Pour Nicolas, Jonathan et Bernard.
Sylvie
Un craquement se fit soudain ; fou d’épouvante, Ayant poussé le plus terrible hurlement Qui soit jamais sorti de poitrine vivante, Je tombai sur le dos, roide et sans mouvement.
Guy de Maupassant (1850-1893)
Des vers
PROLOGUE
Chapitre I
Chapitre II
Chapitre III
Chapitre IV
Chapitre V
Chapitre VI
Chapitre VII
Chapitre VIII
Chapitre IX
Chapitre X
Chapitre XI
Chapitre XII
Chapitre XIII
Chapitre XIV
Chapitre XV
Chapitre XVI
Chapitre XVII
Chapitre XVIII
Chapitre XIX
Chapitre XX
Chapitre XXI
Épilogue
Absorbé par sa leçon d’histoire, le jeune garçon semble coupé de son environnement. Il a un contrôle demain et ne parvient pas à retenir la plupart des dates… Il faut absolument que ça rentre !
Seul le chat enroulé à ses pieds soulève une paupière, inquiet.
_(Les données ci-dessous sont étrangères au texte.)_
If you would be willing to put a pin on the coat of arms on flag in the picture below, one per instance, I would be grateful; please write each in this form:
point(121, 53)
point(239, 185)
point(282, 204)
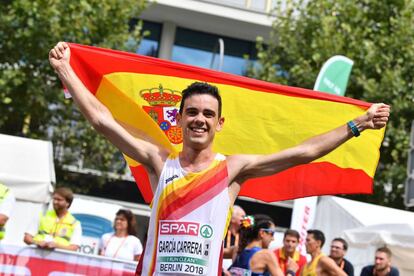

Il a perçu quelque chose, il est sur le qui-vive, il attend… Mais tout semble normal… Il se rendort.
Tout à coup, une autre vibration, plus forte : le chat bondit, fait le dos rond, toutes griffes dehors, oreilles en arrière, le poil hérissé. Il se met à feuler…
— Pichu, laisse-moi travailler ! J’ai vraiment pas le temps de m’occuper de toi !
Le chat ne se calme pas. Au contraire, il semble de plus en plus apeuré. Tous ses sens sont en éveil. Le garçon est trop concentré pour s’en apercevoir. Il ne veut pas être dérangé : il se lève et pousse gentiment le félin hors de la chambre.
Il n’a pas perçu les signaux. C’est la cinquième fois qu’il n’entend pas l’appel… Il va falloir passer à l’étape supérieure.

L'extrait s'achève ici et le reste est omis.